Can iron ore prices break through historical highs?

Abstract Recently, people in the industry are concerned about whether iron ore prices can break through historical highs this year. The author analyzes the supply and demand situation, macroeconomic situation, and steel trend. The first is about the iron ore supply and demand situation. In fact, the current increase in demand has exceeded...

Recently, people in the industry are concerned about whether iron ore prices will break through historical highs this year. The author analyzes the supply and demand situation, macroeconomic situation, and steel trend.

The first is about the iron ore supply and demand situation. In fact, the current demand growth has exceeded the growth of supply. From January to July this year, the total steel output of 64 major steel producing countries and regions in the world was 887 million tons, an increase of 8.3%. In July, the crude steel output of 64 major steel producing countries and regions in the world was 127.477 million tons, up 11.5% year-on-year and 0.7% month-on-month. In July, global crude steel production was in a state of sharp decline. Domestic crude steel output in July was 59.3 million tons, up 15.5% year-on-year and down 1.1% from the previous month. From January to July this year, the domestic iron ore raw ore output reached 691.918 million tons, an increase of 21.9%; the imported iron ore volume reached 386.63 million tons, an increase of 16.27%.

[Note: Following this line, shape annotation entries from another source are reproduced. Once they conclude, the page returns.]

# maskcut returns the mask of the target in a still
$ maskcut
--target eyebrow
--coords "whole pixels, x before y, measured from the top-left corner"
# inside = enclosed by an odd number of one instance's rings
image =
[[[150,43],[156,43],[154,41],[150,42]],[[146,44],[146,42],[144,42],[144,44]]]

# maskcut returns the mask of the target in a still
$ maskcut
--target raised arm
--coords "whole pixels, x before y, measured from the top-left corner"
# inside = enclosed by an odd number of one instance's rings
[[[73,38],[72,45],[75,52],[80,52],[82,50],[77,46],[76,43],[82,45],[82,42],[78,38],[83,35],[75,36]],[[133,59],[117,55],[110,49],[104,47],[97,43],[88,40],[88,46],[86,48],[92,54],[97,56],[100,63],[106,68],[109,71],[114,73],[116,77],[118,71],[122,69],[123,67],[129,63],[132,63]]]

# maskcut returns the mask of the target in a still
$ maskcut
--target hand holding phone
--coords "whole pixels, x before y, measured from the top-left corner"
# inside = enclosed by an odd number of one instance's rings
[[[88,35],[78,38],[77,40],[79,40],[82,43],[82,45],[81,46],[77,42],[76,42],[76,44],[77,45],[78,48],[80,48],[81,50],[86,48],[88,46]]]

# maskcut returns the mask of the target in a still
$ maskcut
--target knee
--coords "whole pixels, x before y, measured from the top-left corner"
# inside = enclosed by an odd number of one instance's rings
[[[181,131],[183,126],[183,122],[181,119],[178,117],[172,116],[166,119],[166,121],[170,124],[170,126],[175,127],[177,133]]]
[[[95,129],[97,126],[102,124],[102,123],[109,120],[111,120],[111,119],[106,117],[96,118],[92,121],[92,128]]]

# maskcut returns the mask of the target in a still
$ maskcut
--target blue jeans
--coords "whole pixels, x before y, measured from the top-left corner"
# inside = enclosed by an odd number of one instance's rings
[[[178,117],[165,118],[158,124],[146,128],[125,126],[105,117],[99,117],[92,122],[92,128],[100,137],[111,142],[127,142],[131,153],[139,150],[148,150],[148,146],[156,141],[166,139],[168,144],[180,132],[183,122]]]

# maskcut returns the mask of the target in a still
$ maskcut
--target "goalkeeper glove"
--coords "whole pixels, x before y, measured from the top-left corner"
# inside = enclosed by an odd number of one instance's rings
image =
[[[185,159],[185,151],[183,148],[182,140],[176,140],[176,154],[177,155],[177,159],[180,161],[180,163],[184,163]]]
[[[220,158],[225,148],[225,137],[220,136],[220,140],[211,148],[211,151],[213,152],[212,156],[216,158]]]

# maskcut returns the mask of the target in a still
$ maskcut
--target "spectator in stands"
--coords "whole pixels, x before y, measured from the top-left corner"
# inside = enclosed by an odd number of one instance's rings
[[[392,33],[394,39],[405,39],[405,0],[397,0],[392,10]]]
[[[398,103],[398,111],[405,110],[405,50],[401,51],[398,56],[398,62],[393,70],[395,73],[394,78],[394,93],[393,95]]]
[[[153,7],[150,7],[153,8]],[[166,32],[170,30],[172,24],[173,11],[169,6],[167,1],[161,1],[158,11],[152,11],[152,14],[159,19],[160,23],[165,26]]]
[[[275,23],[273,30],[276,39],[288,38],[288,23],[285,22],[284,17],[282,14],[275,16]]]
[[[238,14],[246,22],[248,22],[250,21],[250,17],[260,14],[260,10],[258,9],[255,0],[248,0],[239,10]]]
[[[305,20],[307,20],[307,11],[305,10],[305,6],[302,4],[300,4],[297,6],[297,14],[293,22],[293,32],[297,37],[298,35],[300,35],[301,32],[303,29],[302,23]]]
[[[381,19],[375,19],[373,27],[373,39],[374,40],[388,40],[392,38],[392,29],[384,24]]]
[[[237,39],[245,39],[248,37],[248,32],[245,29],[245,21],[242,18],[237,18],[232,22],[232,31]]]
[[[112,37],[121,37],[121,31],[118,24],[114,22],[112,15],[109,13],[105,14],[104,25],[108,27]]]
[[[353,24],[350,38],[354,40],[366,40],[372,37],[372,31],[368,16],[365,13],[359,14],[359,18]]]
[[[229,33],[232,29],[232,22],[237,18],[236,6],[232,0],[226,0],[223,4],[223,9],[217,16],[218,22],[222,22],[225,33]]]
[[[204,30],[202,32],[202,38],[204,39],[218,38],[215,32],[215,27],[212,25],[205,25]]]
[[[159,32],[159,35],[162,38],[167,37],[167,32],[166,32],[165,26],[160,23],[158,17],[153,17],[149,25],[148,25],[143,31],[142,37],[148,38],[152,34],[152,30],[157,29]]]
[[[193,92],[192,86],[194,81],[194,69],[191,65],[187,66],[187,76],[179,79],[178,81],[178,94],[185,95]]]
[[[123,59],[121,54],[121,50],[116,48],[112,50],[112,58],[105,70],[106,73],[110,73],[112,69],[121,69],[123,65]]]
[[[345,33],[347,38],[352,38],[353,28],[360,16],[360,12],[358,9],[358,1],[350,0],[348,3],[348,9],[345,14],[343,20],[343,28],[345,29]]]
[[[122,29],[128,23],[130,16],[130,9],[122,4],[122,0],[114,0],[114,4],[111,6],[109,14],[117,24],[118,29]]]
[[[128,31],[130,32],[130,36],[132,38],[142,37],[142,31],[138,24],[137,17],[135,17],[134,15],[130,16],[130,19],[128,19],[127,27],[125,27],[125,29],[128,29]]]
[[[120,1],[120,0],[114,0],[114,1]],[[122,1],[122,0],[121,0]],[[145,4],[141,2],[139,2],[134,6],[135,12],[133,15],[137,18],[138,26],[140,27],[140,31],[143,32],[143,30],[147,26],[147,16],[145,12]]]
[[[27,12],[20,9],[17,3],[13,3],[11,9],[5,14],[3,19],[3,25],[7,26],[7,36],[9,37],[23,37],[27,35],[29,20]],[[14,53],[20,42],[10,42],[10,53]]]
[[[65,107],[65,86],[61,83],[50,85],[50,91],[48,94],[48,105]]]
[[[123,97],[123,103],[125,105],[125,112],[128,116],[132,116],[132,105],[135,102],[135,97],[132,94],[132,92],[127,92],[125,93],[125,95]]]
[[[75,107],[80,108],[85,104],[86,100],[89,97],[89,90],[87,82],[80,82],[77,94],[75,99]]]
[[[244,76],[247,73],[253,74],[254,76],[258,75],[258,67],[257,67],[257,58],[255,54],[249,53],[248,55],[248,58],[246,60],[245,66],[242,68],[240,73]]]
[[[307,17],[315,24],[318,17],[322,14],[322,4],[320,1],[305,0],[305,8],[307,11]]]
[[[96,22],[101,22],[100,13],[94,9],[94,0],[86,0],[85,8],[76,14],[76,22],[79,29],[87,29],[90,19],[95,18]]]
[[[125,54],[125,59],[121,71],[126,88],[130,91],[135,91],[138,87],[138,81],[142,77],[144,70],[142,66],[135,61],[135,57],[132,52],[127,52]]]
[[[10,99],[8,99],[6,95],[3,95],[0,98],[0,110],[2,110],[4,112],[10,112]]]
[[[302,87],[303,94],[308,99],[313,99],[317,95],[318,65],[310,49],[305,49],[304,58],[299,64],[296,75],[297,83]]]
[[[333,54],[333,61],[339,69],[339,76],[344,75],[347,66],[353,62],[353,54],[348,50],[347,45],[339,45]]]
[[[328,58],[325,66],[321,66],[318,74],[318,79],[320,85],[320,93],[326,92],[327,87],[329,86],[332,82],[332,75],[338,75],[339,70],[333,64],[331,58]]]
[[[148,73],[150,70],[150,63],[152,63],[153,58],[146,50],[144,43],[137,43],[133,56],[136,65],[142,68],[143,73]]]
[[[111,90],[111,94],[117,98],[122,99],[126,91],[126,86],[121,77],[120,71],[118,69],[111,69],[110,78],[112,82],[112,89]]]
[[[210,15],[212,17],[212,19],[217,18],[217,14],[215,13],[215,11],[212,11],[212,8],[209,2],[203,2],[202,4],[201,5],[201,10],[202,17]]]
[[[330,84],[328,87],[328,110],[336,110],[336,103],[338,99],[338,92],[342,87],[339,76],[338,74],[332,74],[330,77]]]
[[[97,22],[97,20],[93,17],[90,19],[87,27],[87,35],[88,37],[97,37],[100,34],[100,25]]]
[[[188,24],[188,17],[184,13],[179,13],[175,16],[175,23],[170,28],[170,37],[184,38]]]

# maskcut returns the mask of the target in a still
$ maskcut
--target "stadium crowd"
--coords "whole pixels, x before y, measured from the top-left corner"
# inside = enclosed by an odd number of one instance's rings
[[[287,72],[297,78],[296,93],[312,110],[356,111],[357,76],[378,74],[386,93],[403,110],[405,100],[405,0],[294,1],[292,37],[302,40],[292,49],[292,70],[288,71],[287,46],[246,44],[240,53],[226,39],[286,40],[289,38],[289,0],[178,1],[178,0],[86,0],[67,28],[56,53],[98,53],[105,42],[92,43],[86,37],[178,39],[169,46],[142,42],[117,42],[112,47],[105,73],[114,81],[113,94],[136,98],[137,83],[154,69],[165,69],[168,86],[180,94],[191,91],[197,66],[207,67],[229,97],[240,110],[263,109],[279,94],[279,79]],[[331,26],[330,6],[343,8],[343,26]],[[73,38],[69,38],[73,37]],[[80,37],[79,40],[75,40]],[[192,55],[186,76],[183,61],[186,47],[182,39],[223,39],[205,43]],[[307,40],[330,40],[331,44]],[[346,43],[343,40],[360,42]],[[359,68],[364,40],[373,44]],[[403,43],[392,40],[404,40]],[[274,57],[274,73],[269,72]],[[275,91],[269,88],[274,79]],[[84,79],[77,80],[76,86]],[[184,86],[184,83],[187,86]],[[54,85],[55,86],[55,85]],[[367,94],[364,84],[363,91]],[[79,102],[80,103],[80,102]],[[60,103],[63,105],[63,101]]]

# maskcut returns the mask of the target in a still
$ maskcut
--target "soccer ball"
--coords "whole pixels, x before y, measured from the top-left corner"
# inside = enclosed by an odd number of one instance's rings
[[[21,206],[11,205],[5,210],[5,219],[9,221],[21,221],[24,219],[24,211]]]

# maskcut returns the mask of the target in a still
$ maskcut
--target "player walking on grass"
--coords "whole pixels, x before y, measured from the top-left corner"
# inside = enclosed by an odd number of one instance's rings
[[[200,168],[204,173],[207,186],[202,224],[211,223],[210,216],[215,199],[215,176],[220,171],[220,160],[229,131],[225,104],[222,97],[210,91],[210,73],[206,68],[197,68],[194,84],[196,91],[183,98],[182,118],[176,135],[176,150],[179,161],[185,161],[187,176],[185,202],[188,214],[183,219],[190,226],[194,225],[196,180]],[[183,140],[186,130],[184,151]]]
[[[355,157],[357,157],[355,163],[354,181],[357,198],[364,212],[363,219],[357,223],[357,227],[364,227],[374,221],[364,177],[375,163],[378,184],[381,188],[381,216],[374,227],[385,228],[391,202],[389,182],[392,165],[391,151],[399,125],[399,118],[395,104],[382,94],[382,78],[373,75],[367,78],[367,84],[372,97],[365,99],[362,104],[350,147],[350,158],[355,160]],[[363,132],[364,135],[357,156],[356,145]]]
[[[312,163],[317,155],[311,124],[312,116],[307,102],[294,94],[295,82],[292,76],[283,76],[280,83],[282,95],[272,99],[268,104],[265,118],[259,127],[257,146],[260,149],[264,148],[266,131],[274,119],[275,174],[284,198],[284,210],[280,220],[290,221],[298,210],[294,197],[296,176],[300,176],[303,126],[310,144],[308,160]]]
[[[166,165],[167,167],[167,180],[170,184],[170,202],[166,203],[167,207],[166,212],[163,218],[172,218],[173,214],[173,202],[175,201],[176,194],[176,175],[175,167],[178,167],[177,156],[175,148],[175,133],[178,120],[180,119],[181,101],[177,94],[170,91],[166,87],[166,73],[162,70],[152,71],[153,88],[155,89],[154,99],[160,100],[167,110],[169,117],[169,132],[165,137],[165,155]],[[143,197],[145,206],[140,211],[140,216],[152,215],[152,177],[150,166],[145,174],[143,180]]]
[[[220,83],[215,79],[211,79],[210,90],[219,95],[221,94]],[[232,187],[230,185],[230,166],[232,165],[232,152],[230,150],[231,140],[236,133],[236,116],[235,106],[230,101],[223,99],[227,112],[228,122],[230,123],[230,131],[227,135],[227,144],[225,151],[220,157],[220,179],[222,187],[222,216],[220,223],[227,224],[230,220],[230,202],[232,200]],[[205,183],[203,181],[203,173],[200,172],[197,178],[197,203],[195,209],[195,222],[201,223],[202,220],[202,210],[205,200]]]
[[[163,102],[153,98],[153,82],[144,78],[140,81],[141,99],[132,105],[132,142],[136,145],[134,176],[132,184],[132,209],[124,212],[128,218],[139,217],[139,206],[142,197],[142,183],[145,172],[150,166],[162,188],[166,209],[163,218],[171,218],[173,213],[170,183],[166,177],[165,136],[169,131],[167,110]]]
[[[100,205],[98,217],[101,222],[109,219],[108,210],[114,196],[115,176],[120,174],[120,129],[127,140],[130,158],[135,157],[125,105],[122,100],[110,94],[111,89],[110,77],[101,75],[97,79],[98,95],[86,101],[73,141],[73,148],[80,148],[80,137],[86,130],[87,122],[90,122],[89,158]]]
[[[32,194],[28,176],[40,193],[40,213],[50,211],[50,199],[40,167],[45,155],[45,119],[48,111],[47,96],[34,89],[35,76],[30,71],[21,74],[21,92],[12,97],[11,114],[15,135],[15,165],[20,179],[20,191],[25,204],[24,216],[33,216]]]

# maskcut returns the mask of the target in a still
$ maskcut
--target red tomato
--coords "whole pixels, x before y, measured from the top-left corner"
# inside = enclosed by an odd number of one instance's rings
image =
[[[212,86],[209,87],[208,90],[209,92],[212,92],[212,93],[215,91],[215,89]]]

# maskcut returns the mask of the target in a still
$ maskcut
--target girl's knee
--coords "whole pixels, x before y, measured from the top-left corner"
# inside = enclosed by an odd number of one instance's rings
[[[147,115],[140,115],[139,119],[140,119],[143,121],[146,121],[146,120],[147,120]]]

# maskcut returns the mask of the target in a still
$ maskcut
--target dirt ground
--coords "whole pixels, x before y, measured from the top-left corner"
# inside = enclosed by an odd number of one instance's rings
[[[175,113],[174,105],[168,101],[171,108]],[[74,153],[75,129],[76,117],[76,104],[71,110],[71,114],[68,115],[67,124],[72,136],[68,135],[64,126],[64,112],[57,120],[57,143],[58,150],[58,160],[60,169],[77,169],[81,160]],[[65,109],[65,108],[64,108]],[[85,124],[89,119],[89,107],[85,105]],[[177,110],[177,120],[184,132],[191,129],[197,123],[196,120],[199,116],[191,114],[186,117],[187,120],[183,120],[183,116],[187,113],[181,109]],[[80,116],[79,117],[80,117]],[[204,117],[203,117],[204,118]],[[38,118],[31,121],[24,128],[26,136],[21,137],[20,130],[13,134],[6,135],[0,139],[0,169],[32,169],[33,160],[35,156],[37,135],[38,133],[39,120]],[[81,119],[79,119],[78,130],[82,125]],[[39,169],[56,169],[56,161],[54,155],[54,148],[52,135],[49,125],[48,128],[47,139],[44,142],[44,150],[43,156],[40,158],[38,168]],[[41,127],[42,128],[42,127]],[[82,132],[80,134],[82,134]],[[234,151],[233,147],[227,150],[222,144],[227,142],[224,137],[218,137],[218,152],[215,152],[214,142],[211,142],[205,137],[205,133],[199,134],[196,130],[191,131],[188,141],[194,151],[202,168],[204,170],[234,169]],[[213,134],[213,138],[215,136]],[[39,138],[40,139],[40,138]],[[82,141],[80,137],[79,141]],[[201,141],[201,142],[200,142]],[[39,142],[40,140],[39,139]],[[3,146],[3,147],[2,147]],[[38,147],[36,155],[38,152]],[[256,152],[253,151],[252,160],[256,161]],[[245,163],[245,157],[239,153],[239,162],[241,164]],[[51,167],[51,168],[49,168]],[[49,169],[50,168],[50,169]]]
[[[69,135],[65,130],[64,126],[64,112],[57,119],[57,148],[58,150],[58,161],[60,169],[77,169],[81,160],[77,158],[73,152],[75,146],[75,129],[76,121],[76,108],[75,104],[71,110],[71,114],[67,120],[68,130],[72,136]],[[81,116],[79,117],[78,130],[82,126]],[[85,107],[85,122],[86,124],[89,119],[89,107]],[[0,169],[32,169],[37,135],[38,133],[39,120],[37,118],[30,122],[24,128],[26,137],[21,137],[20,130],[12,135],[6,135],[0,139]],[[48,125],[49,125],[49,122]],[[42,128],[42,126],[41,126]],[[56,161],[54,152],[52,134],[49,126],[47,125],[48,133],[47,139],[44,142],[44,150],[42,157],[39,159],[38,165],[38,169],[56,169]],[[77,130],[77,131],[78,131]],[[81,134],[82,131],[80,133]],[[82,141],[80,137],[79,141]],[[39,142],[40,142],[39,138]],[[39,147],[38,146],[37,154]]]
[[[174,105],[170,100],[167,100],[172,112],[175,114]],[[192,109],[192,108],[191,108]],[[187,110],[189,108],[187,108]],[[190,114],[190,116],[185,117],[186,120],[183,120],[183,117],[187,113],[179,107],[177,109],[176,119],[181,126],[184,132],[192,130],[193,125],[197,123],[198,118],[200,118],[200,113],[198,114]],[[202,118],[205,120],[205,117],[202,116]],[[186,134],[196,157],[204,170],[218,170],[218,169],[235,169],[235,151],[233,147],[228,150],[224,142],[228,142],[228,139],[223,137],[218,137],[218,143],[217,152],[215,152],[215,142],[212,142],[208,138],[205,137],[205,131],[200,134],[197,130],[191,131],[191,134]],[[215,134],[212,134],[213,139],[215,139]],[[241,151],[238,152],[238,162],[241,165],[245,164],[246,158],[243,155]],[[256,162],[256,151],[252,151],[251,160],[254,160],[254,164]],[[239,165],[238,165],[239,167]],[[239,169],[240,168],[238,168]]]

At present, the demand situation has already driven the supply. When the supply cannot keep up with the demand, the iron ore price is bound to rise, and the mine will raise the price. When demand continues to grow and supply is stable or non-growth, supply and demand stability will be lost. Therefore, the current demand situation is greater than the supply situation.

The second is about the impact of the macroeconomic situation on the steel market, mainly from the industrial value added, inflation and real estate investment.

First, analysis from the perspective of industrial added value. In July 2011, China's industrial added value increased by 14% year-on-year, down 1.1% from the previous month, and the growth rate has dropped. The main factors causing the decline in industrial added value are the implementation of policies such as summer electricity curtailment and energy conservation and emission reduction. With the gradual implementation of energy conservation and emission reduction policies, it will affect the production of some heavy industries, which may once again lead to a decline in industrial added value. As industrial added value continues to fall, the slowdown in downstream industry demand will certainly curb the rise in domestic steel prices. While steel prices are on the rise, domestic iron ore prices are unlikely to rise. However, it is worth noting that in the second half of this year, the elimination of backward production capacity has been continuously increased, which may lead to certain support for steel prices.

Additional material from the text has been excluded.